Our last album review was for the album, Muir Maid, by the Kitchen Dwellers, and it has been impossible to resist drawing parallels between the two albums. For example, both albums at their heart are bluegrass, the musicianship is impeccable, and neither are afraid to blend different musical elements and genres. Despite this, the end results of each album are totally distinct. While the Kitchen Dwellers fuse bluegrass with psychedelia, reggae, and electronic styles, The Lil Smokies third studio album, Tornillo, contains elements of folk, country, blues, and pop music while still remaining true to their roots as a bluegrass band.
The pop elements are the most surprising, but I find their inclusion to benefit the record. Die hard bluegrass fans and snobs such as myself may mistakenly take this as a bad thing, but recently I’ve become more open and accepting of pop music––even including two pop albums in my top 5 albums of 2019. With that being said, Tornillo certainly isn’t a pop album, but still, elements of pop shine through. The songs are catchy in both the vocal and instrumental lines, and I found myself singing and humming along.

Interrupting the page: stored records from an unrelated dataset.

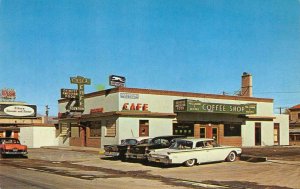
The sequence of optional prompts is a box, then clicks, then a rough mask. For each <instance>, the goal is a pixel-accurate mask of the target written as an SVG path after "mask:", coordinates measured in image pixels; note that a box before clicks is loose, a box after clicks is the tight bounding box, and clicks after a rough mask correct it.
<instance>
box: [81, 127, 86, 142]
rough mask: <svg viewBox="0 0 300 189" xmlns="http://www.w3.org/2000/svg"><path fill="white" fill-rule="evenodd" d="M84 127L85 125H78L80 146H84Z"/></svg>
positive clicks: (84, 141) (84, 135) (84, 132)
mask: <svg viewBox="0 0 300 189" xmlns="http://www.w3.org/2000/svg"><path fill="white" fill-rule="evenodd" d="M85 138H86V129H85V127H80V140H81V146H86V141H85Z"/></svg>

Just like the Kitchen Dwellers did, the Smokies implement effects that bring certain sections of tracks into the stratosphere. The fiddle solo on “Carry Me” is a good example of this, as it employs a phaser that creates interesting rhythms and gives the solo a spacey feel. The dobro lead later in the song uses delays and reverbs to the same effect. The Lil Smokies share singing duty and one major strength of the vocals lies in the lush harmonies on the album. The vocal harmonies are crisp and full and the different timbres of the band’s voices blend together wonderfully. A high point in the album is on the track, “World’s on Fire”, when two vocal lines overlap and intersect while the instruments slowly build, climaxing into a final refrain.
The title track and final song, “Tornillo”, has a pastoral feel in the music, if not the lyrics, that brings to mind old country ballads. While the track is undeniably beautiful, it seems a bit out of place, dropping most of the instruments and replacing them with a piano. The strength of the album rests in the interplay between the different instruments and the delicate and intricate ways they wind their melodies and lines together, so the inclusion of “Tornillo” feels borderline incongruous.
In the end, Tornillo is full of little surprises––from unexpected synth lines to an eastern influenced dobro solo on “Blood Money”. It’s the twists and turns of what initially seems like a familiar road that keeps me coming back to listen to this album––the unexpected hiding within the expected.